The US Food and Drug Administration yesterday slapped new safety information onto the labeling for Sanofi-Aventis' ketolide antibiotic Ketek (telithromycin) after reports of liver problems were uncovered.
Indicated for use in patients with chronic bronchitis, acute bacterial sinusitis and community acquired pneumonia, recent reports have thrown up cases of serious liver injury and liver failure in patients taking Ketek. In total, there have been four reported deaths and one liver transplant after the administration of the drug.
However, the agency has voted to keep Ketek on the market - saying that its benefits outweigh the risks. “We are advising both patients taking Ketek and their doctors to be on the alert for signs and symptoms of liver problems," said Dr Steven Galson, Director for the FDA's Center for Drug Evaluation and Research. These include fatigue, malaise, loss of appetite, nausea, yellow skin and dark-colored urine.
Ketek was finally approved in the USA in 2004, after being turned down in both 2001 and 2003. At this point, the FDA says the risk of liver problems was equivalent to other antibiotics, a finding backed up in a safety evaluation conducted one year later. However, since becoming more widely used, the agency has received reports of serious liver problems, including acute liver failure leading to transplantation and death in a small number of cases. The European Medicines Agency has also tightened up labeling for the drug to warn of liver side effects.

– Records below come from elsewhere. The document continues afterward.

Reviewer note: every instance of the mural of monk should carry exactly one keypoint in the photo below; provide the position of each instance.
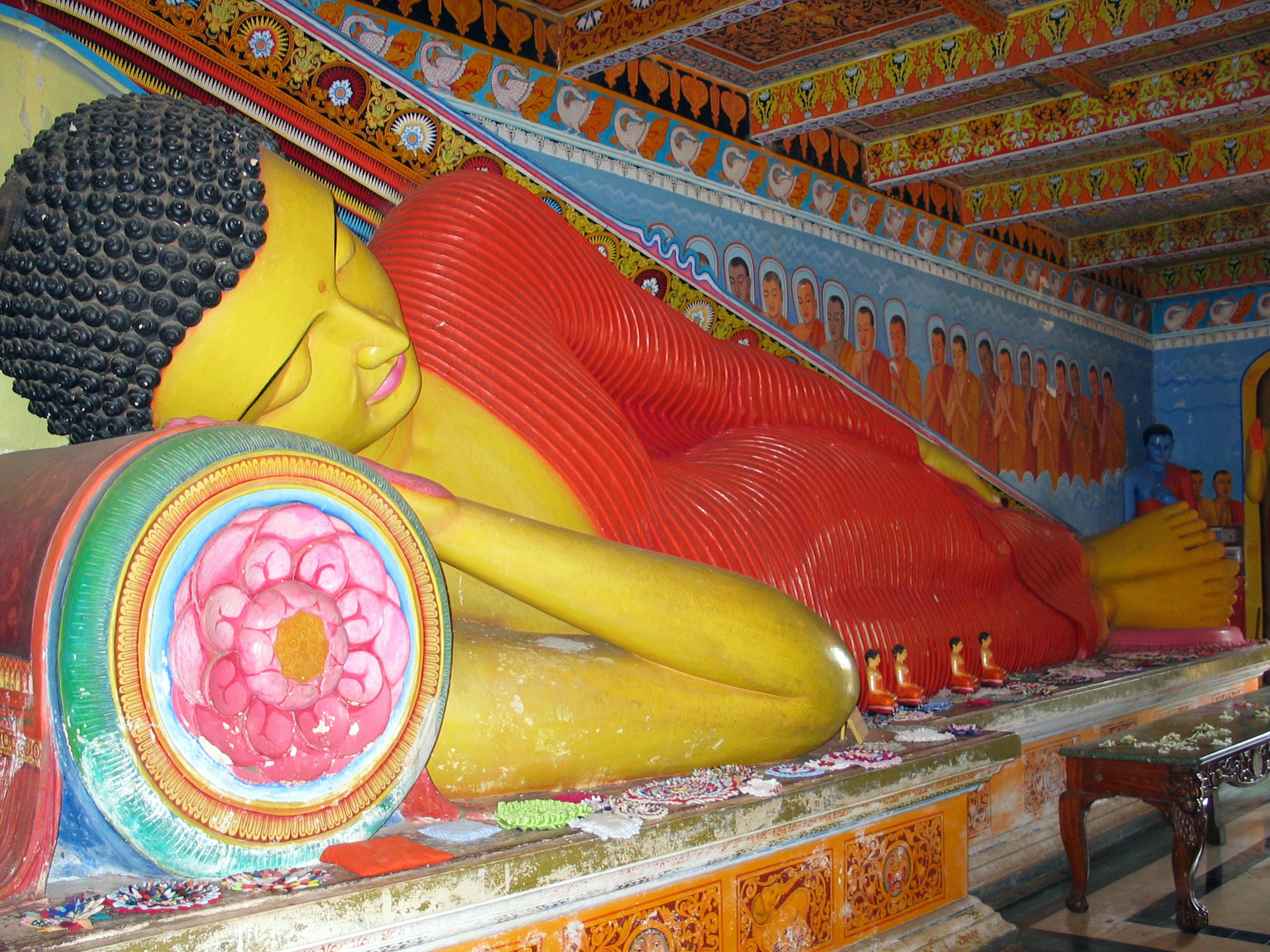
(1046, 427)
(1064, 397)
(1081, 428)
(1010, 418)
(810, 329)
(621, 483)
(836, 346)
(1025, 385)
(906, 380)
(868, 365)
(1112, 429)
(963, 405)
(1098, 436)
(939, 381)
(990, 382)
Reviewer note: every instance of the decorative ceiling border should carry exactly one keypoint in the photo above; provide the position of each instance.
(519, 92)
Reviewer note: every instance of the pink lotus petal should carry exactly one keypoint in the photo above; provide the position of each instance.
(362, 680)
(256, 652)
(329, 680)
(367, 724)
(266, 563)
(298, 596)
(227, 735)
(325, 724)
(299, 766)
(364, 615)
(300, 697)
(220, 611)
(296, 525)
(270, 730)
(337, 645)
(365, 567)
(270, 687)
(266, 611)
(393, 645)
(186, 657)
(183, 597)
(324, 567)
(227, 689)
(219, 562)
(249, 517)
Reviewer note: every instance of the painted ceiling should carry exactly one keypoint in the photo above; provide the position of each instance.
(1072, 124)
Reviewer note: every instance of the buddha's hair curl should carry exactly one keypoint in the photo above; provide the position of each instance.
(119, 228)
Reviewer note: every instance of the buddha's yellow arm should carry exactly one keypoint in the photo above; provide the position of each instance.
(681, 666)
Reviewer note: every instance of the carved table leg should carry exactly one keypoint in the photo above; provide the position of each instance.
(1071, 824)
(1189, 817)
(1216, 831)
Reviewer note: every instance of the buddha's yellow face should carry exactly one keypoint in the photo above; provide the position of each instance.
(310, 341)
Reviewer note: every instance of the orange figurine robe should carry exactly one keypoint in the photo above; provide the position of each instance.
(704, 449)
(909, 694)
(990, 673)
(939, 384)
(906, 386)
(962, 682)
(877, 698)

The FDA has previously come under fire for its approval of Ketek, and its alleged failure to protect the US public from 'dangerous drugs' has been in the news again this week. In a statement posted on consumer lobby group Public Citizen's website, Representative Henry Waxman says: “FDA was our country's first consumer protection agency and Americans have relied on FDA to ensure the safety of their food and drugs for 100 years,” said. “Under the Bush Administration, FDA has undermined enforcement and betrayed its consumer-first legacy. FDA must start enforcing the law and return to a culture that places public health concerns ahead of industry profits.” Republican Senator Charles Grassley and Democrat Representatives Edward Markey and Henry Waxman have previously said there should be an investigation by Congress into the FDA's approval process for Ketek.
Sanofi-Aventis has not reported Ketek sales since the third quarter of 2005, when it posted a 7.3% decline in turnover to 38 million euros ($47m) year-on-year, and the antibiotic is a minor product for the company despite once-touted as a potential blockbuster.